The reason for Gyatso’s latest detention remains unknown. Relatives and friends fear that the scholar had been detained in connection with his plain-spoken views on Tibetan Buddhism and education.

Chinese authorities have warned his family and relatives in Tibet against speaking about the detention or else face heavy criminal punishment. Gyatso continues to remain in incommunicado detention at an undisclosed location.

In 1998, Gyatso was detained twice with the second detention resulting in him spending three years at Mianyang Prison near Chengdu. The reason was his and other monks’ refusal to denounce the Dalai Lama during the implementation of Patriotic Education campaign at Kirti Monastery, where he was a student. During the first detention, he and another monk named Lama Jingyam Trulku were subjected to extreme temperatures and other forms of torture. Both were punished for defying orders from the Ngaba County police to remove the Dalai Lama’s portrait, which had been placed alongside the portraits of Panchen Lama and Kirti Rinpoche on an altar during the Gaden Ngachoe religious festival at Kirti Monastery.

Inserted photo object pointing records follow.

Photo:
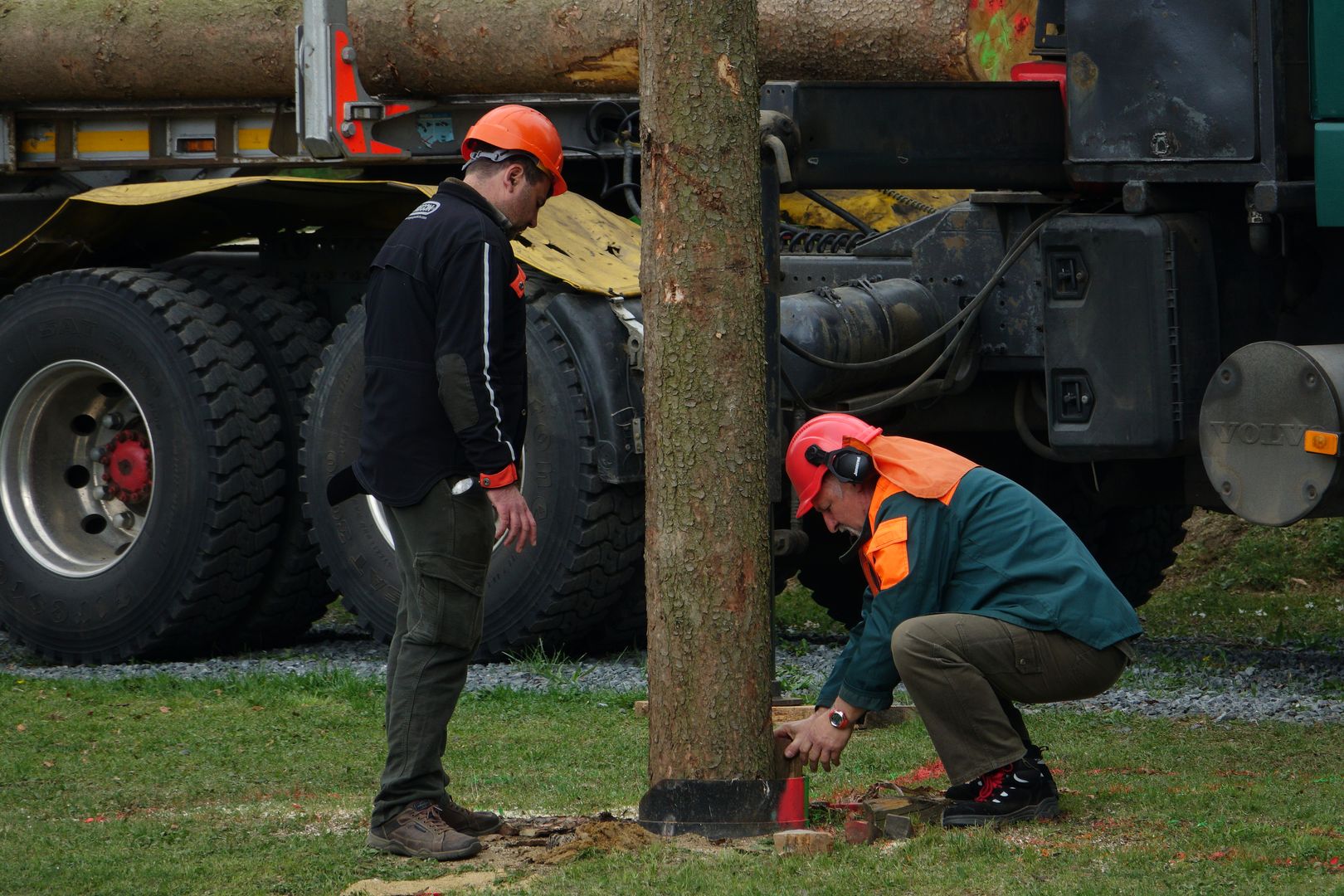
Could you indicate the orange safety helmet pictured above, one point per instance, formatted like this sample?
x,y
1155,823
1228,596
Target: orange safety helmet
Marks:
x,y
524,129
828,433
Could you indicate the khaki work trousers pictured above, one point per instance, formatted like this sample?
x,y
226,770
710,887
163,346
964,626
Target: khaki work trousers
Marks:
x,y
964,672
442,553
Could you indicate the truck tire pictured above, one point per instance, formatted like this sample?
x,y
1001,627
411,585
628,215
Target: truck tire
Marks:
x,y
1132,544
152,547
290,336
552,594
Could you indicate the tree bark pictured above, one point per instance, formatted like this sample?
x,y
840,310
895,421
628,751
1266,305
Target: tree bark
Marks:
x,y
244,49
707,522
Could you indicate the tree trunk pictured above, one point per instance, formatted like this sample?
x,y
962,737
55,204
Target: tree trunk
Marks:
x,y
707,522
245,49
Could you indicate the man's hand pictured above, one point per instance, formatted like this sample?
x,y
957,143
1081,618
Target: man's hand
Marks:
x,y
513,516
815,740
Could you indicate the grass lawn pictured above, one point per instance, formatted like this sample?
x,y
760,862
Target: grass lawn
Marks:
x,y
261,785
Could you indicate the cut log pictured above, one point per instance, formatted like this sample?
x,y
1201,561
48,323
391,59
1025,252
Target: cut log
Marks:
x,y
139,50
802,843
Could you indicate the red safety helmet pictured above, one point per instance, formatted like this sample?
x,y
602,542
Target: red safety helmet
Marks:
x,y
828,433
520,128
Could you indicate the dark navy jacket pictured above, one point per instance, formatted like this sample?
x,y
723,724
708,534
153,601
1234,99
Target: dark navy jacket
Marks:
x,y
446,355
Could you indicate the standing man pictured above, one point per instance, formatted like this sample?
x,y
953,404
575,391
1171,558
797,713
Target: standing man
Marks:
x,y
446,397
977,597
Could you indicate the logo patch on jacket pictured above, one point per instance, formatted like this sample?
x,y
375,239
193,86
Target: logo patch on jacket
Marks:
x,y
424,210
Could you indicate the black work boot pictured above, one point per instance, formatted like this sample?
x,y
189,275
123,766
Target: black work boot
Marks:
x,y
971,789
466,821
422,833
1019,791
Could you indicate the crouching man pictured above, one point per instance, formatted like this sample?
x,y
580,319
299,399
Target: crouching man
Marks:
x,y
977,597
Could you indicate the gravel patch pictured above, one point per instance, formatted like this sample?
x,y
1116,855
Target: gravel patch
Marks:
x,y
1174,677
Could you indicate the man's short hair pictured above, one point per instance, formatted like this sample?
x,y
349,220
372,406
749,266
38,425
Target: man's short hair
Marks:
x,y
489,167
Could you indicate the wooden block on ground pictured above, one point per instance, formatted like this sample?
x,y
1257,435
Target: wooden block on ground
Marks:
x,y
923,807
877,811
898,828
801,841
858,832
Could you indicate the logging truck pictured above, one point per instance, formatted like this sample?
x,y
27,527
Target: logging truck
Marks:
x,y
1132,308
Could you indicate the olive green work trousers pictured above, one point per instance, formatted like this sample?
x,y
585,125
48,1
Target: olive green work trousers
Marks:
x,y
442,553
964,672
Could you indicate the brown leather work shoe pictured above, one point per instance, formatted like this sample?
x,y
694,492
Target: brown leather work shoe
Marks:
x,y
422,833
468,821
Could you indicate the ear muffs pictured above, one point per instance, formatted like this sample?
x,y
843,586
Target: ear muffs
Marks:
x,y
847,464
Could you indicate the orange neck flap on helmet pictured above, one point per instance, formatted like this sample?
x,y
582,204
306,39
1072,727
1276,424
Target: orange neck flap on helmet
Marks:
x,y
923,469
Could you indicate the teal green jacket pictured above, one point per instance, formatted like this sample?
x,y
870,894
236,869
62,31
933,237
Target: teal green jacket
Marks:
x,y
991,548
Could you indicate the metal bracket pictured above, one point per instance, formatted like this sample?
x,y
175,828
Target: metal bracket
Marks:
x,y
8,145
335,113
635,332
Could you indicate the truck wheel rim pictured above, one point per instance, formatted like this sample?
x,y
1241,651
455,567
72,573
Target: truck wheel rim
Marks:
x,y
75,468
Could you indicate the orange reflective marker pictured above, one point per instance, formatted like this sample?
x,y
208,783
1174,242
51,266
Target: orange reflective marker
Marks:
x,y
1319,442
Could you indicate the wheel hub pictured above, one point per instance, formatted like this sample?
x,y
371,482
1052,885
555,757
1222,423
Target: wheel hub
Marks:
x,y
129,466
75,468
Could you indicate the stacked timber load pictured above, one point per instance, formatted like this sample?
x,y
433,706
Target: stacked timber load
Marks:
x,y
143,50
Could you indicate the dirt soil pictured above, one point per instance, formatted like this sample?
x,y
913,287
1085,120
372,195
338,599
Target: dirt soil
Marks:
x,y
523,846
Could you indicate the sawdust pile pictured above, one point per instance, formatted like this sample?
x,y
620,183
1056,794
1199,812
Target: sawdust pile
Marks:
x,y
604,835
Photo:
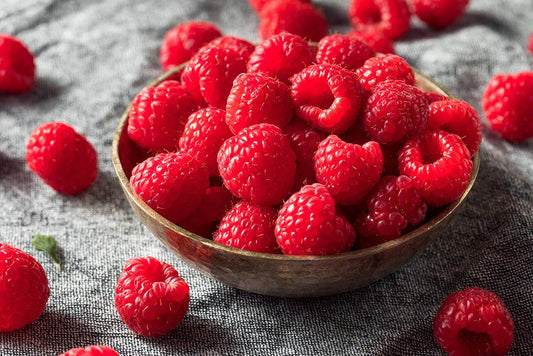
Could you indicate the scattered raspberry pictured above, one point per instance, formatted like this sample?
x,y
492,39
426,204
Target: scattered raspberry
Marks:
x,y
393,204
203,135
281,56
304,142
388,67
210,73
328,97
345,51
474,322
249,227
24,288
507,105
91,351
184,40
258,164
394,112
256,98
375,39
173,184
459,118
439,165
439,14
63,158
308,224
348,171
150,296
216,202
390,17
294,17
158,115
17,68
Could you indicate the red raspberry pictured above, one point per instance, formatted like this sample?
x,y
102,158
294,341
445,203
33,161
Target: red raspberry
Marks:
x,y
304,142
256,98
345,51
348,171
439,14
17,68
151,297
459,118
375,39
281,56
439,165
294,17
158,115
388,67
203,135
249,227
394,112
210,73
91,351
24,288
258,164
184,40
507,105
173,184
308,224
63,158
393,205
215,204
328,97
474,322
390,17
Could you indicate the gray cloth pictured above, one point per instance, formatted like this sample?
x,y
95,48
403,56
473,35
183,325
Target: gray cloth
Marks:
x,y
94,56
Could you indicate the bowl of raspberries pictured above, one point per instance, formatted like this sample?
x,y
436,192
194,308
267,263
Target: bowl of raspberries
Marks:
x,y
291,168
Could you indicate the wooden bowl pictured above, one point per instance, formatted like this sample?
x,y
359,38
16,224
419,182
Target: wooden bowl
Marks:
x,y
280,275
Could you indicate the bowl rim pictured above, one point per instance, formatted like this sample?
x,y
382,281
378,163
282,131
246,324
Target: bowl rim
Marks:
x,y
362,253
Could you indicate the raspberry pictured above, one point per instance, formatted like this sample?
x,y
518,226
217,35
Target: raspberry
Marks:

In mid-March 2008, he was among the 47 Ngaba Tibetans, including lay and monks studying at Sera and Drepung monasteries, who were detained in the aftermath of a protest staged by Ngaba monks on 12 March in Lhasa. The group remained under house arrest for a month at Sera Monastery, followed by a 15-day detention at a military facility in Nyethang Township in Chushur (Ch: Qüxü) County, Lhasa Prefecture. Later, they were held in a detention facility in Nagormo (Ch: Golmud) city in Tsonub (Ch: Haixi) Mongol and Tibetan Autonomous Prefecture. On 27 August of the same year, they were moved to Ngaba County’s Trotsik Township where they were detained for several days at a school in Sekor Village before being released on 4 September. For more than six months, they were detained without charge or trial. Sources said the detention was to prevent them from joining the mass protests that rocked Lhasa at the time.

In 2011 he was detained in Siling (Ch: Xining) by Ngaba State Security officers and taken to a detention centre in Chengdu. Although the exact reason for his detention remains unknown, his younger brother Gō Jigmey said that the detention might be connected to the book he wanted to print in Siling. Another source said the detention was carried out without any clear basis and the authorities were merely suspicious.

Again in 2013, he was expelled from Kirti Monastery after he objected to an order from the monastery’s education committee, which forbid monks from publishing any writings that were not approved by the board. In an essay titled, ‘Can’t Help Speaking Out’, he tried to persuade the board to rescind its order for violating freedom of expression.

Gō Sherab Gyatso is a highly respected Buddhist scholar and intellectual who has authored eight books since 1998 until his detention in 2008. He had learned Chinese during his imprisonment in 1998. His father Khashul Go Nyun Tsondue was a minister at the court of Pelgon Thinley Rabten, the last king of Meu kingdom in Ngaba. His maternal grandfather Thutop Wangchuk was one of the king’s most senior ministers during the mid-20th century. Along with many other Tibetans, Gyatso’s father had organized the 1968 Hongtren revolt, which the Chinese troops suppressed with mortar shell attacks killing 2,800 people and injuring about 10,000.*

*’Wound of Three Generations’, Kirti Monastery’s Jepa College Coordination Committee, 2010.